Regularization and parameterization

Canonical models based on convolutions are prone to overfitting, and many strategies were proposed to limit this effect, such as the parameterization of spectro-temporal convolutional kernels^21,60,68,70. To stick to the most extensively reviewed version of these canonical models, as well as to highlight their limitations, our implementation did not include any such methods. Furthermore, we did not use any data augmentation techniques, weight decay, or dropout during training, as it was previously shown that such approaches complexify training and yield little to no improvements in performances^27,31. Instead, we used Batch Normalization (BN), which greatly improved the robustness and performances of all models, including the linear one (L), without compromising its nature, as after training, BN’s scale and bias terms can be absorbed by the models own weights and biases.

Transformer model

Over the last years, attention-based Transformer architectures⁴⁷ have been more and more used by the AI community as an alternative to RNN for modeling long sequences⁵⁷, from text⁵⁶ to images⁵⁵. Contrary to stateful approaches, which rely on BPTT for training, Transformers do not suffer from vanishing or exploding gradients. However, they present some drawbacks, such as quadratic algorithmic complexity scaling with the sequence length. To investigate whether this model is well-suited for fitting dynamic neural responses in the auditory cortex, we developed a novel architecture based on the attention mechanism (see Fig. 7b). To the best of our knowledge, it is the first model of its kind that is proposed for this task.

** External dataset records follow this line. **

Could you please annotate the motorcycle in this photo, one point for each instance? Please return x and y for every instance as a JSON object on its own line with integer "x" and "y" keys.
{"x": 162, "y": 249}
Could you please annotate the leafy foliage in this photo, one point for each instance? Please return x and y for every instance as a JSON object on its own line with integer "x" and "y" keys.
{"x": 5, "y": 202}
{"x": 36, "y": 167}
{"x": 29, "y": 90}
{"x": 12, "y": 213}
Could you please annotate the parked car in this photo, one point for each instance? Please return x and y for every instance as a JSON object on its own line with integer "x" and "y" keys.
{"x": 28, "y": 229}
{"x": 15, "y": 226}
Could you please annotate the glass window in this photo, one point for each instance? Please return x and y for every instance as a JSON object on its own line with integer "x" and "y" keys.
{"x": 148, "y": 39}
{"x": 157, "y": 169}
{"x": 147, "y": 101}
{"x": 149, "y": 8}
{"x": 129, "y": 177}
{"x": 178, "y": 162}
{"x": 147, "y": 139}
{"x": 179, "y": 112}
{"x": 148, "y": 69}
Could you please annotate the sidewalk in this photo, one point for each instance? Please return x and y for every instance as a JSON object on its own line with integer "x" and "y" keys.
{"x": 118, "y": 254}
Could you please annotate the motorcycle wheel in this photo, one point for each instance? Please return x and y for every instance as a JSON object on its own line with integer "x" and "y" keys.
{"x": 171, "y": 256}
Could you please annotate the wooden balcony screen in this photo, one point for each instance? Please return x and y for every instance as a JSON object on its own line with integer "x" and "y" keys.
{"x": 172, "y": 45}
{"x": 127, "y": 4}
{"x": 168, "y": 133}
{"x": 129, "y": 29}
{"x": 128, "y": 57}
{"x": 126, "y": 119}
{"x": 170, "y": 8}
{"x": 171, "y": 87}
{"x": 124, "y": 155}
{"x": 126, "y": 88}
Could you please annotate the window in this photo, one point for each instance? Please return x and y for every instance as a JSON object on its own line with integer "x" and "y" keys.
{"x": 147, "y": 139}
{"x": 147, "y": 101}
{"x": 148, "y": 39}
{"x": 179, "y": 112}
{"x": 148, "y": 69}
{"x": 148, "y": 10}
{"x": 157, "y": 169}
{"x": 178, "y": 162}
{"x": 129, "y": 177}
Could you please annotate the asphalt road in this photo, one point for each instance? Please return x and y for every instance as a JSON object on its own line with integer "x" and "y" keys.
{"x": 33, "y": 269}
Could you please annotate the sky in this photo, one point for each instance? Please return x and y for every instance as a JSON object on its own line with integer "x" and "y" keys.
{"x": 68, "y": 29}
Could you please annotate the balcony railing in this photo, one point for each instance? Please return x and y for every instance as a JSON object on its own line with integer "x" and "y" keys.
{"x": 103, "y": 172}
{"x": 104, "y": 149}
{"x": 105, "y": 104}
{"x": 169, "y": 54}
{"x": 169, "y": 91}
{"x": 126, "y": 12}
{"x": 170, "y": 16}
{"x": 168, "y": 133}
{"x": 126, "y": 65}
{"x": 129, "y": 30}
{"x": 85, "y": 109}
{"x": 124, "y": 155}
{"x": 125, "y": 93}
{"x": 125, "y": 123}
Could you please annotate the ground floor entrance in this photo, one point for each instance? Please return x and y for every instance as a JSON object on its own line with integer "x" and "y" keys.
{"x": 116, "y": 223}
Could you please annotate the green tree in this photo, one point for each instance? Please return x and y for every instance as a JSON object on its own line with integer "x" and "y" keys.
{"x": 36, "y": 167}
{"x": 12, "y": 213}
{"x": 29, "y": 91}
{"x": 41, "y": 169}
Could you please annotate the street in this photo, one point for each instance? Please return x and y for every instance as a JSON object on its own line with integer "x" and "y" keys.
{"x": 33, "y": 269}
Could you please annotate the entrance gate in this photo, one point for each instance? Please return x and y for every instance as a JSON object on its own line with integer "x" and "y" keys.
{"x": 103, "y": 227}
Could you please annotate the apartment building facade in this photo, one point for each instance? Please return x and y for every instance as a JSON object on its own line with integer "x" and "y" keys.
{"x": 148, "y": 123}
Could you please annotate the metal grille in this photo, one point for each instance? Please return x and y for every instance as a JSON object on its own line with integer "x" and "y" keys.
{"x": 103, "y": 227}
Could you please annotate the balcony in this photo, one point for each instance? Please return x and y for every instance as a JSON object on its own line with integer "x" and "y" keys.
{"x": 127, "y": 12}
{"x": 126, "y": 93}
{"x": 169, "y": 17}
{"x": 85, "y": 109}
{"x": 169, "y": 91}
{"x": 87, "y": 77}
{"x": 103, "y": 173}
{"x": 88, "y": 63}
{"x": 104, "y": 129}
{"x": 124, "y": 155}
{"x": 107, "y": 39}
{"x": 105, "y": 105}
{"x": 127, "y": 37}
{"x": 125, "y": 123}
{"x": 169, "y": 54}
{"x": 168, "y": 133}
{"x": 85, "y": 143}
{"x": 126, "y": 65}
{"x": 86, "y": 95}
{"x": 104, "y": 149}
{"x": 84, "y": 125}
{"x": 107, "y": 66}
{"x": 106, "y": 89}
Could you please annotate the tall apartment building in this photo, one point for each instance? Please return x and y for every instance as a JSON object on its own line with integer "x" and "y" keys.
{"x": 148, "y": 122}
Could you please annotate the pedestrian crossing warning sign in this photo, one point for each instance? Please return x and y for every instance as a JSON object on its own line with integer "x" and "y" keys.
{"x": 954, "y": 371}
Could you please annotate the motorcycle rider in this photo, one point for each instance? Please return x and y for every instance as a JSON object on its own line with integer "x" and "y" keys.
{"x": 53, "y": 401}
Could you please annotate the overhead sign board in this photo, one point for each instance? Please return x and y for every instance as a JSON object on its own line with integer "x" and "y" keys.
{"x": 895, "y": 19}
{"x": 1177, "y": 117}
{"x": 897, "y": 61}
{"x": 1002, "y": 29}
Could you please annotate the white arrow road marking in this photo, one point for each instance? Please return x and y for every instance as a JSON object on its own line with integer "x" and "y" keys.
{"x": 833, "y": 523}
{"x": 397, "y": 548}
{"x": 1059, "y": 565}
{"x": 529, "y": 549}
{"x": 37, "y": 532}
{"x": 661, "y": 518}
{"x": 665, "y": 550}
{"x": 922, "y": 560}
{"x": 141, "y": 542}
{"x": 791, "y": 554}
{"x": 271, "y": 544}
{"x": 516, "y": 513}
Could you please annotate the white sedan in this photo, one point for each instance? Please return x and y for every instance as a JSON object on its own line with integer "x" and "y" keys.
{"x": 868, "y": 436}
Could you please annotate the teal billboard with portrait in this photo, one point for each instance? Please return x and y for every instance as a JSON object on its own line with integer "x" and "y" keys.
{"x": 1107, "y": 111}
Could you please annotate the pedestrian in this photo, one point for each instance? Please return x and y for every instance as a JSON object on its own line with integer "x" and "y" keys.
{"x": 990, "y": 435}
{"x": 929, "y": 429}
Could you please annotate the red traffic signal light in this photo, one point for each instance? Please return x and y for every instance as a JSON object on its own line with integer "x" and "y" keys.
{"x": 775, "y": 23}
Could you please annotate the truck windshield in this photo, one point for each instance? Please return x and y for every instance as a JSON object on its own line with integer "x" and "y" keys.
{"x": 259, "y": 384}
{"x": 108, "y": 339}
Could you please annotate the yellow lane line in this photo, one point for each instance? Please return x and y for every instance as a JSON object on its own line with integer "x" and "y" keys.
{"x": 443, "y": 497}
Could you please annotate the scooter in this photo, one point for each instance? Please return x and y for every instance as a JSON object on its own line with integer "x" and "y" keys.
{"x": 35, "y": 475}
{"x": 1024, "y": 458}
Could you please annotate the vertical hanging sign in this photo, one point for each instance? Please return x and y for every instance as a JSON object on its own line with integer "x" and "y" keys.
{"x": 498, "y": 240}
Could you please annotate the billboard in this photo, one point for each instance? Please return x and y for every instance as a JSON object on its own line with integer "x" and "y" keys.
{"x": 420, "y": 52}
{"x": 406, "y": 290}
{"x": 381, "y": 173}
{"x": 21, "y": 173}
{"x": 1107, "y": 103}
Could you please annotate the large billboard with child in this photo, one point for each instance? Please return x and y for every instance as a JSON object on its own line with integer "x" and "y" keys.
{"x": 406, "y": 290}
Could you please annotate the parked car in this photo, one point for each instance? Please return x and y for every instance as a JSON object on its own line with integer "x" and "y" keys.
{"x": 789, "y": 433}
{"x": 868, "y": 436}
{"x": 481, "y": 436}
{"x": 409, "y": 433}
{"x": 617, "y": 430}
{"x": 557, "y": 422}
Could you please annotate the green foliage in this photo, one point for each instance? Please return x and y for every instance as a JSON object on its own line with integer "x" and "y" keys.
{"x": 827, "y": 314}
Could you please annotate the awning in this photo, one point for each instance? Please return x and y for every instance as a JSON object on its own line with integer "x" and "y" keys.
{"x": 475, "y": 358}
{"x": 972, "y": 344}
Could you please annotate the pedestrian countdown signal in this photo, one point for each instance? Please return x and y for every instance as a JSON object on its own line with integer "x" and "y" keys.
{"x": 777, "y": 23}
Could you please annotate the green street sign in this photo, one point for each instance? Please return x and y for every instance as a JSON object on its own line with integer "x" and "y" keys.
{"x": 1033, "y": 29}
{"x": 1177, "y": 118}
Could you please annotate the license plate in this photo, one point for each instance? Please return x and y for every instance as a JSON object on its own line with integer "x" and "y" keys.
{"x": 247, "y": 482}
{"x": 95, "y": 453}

As for stateless models, a hyperparameter T defines the length of the temporal context window that serves to predict single-unit or population activity at the current time step. Within this window, the spectrogram of the auditory stimulus is projected into T tokens (one per time step) of embedding size E by means of a fully connected layer applied to each frequency vector. A learnable positional embedding is subsequently added to this compressed spectrogram representation before feeding it to a Transformer encoder with 1 layer, 4 heads, and a dimensionality of 48⁴⁷. These hyperparameters were fixed for all datasets. As the outputs of the Transformer encoder are given as T processed tokens, we apply global average pooling over the token dimension and use the resulting tensor as the input to a final fully-connected readout layer, followed by a double-exponential activation function with per-unit learnable parameters. We observed empirically that the global average pooling operation is crucial to reach good performances while drastically reducing the size of the last fully connected layer.

StateNet models

A high-level schematic of the processing realized by our StateNet models is provided in Fig. 7c. Their architecture can be decomposed into three main elements: a downsampling layer, a stateful bottleneck, and a readout.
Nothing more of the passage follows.